1. ## Rolle/MVT Problem

I've been stating at this problem for a while and have no idea where to even start. Not looking for an answer, but really just a nudge in the right direction.

The homework is in a section covering Rolle's Theorem and the Mean Value Theorem.

Suppose $f$ is differentiable on $(a,b)$ except possibly at $x_o \in (a,b)$ and is continuous on $[a,b]$; assume $lim(x \rightarrow x_o) f'(x)$ exists. Prove that $f$ is differentiable at $x_o$ and $f'$ is continuous at $x_o$.

2. Originally Posted by Junesong
I've been stating at this problem for a while and have no idea where to even start. Not looking for an answer, but really just a nudge in the right direction.

The homework is in a section covering Rolle's Theorem and the Mean Value Theorem.

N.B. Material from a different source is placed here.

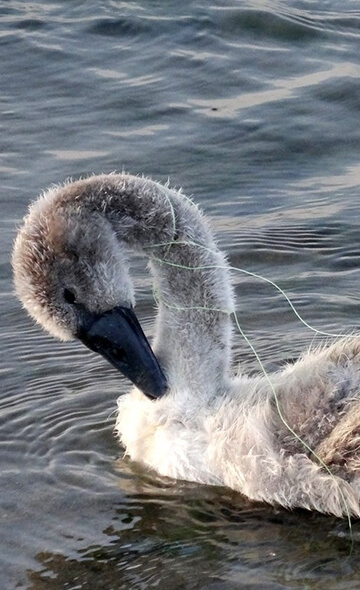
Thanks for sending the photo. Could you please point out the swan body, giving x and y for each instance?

Suppose $f$ is differentiable on $(a,b)$ except possibly at $x_o \in (a,b)$ and is continuous on $[a,b]$; assume $lim(x \rightarrow x_o) f'(x)$ exists. Prove that $f$ is differentiable at $x_o$ and $f'$ is continuous at $x_o$.
maybe it is me, but there seems to be something off about this question. first it says we are not (or might not be) differentiable at a point, and then it asks us to prove that we are? $f'$ continuous at $x_0$ means that $\lim_{x \to x_0}f'(x) = f'(x_0)$. the right side of this equation gives us problems when we are in the case where $f$ is not differentiable at $x_0$

3. Since $\lim_{x \rightarrow x_0}f'(x)$ exists the second part of the question follows immediately. This shows $f'(x)$ is sequentially continuous and is therefore continuous.

For the first part, since $f(x)$ is continuous on $[a,b]$ and differentiable on $(a,b)$ then, by MVT, $\exists \ x_0 \in (a,b) \ s.t \ f'(x_0)=\frac{f(b)-f(a)}{b-a}$.

We already know that $f'(x_0)=\lim_{x \rightarrow x_0} f'(x)$ from the question. Therefore we have:

$f'(x_0)=\lim_{x \rightarrow x_0}f'(x)=\frac{f(b)-f(a)}{b-a}$.

From the question $f(b),f(a)$ and $b-a$ are defined ( $f(b)$ and $f(a)$ are defined since $f(x)$ is continuous and $x_0 \neq a,b$ from how we defined $x_0$. Also, $b-a \neq 0$ from how we defined a and b.) This gives the conclusion that $f'(x_0)$ exists so $f(x)$ is differentiable at $x_0$ as required.

It is an oddly phrased question though

4. Originally Posted by Showcase_22
For the first part, since $f(x)$ is continuous on $[a,b]$ and differentiable on $(a,b)$ then, by MVT, $\exists \ x_0 \in (a,b) \ s.t \ f'(x_0)=\frac{f(b)-f(a)}{b-a}$.
How do we know that the $x_o$ that you used in the MVT is the same $x_o$ mentioned in the problem? As Jhevon stated, the problem is worded very oddly and that may be a lot of the problem in me grasping it.

MVT states that $\exists c \in (a,b)$ such that $f'(c)=\frac{f(b)-f(a)}{b-a}$, but if $x_o \in c$ defines a single point, then we can clearly have that $c \neq x_o$.

I was thinking, and I don't know if this also holds, but we know by MVT that $f'(c)=\frac{f(b)-f(a)}{b-a}$. For any other point $x \in (a,b)$ such that $x \neq c$, is there guaranteed a subinterval $x \in (m,n) \subset (a,b)$ such that $f'(x)=\frac{f(n)-f(m)}{n-m}$?

Sorry if this seems jumbled a bit, but I greatly appreciate all the help.

5. oh, I thought $x_0$ was a generic point on $(a,b)$.

What I wrote still holds, turn the $x_0$ in my proof to a $c$ and show that it's continuous and differentiable for $c$. Therefore $x_0$ can equal $c$ so $f(x)$ must be differentiable at $x_0$.

(If every $f(t)$ is continuous and differentiable where $t \in (a,b)$ then if $x_0 \in (a,b)$ then $f(x_0)$ must be must continuous and f must be differentiable at $x_0$).

$x_0 \in c$
This is incorrect. $\in$ can only be used for sets but c is a point.

6. Originally Posted by Showcase_22
This is incorrect. $\in$ can only be used for sets but c is a point.
I definitely meant $x_o \in (a,b)$, not $x_o \in c$. That's what I get for working at 7am...

Thanks for all the help, it's much appreciated.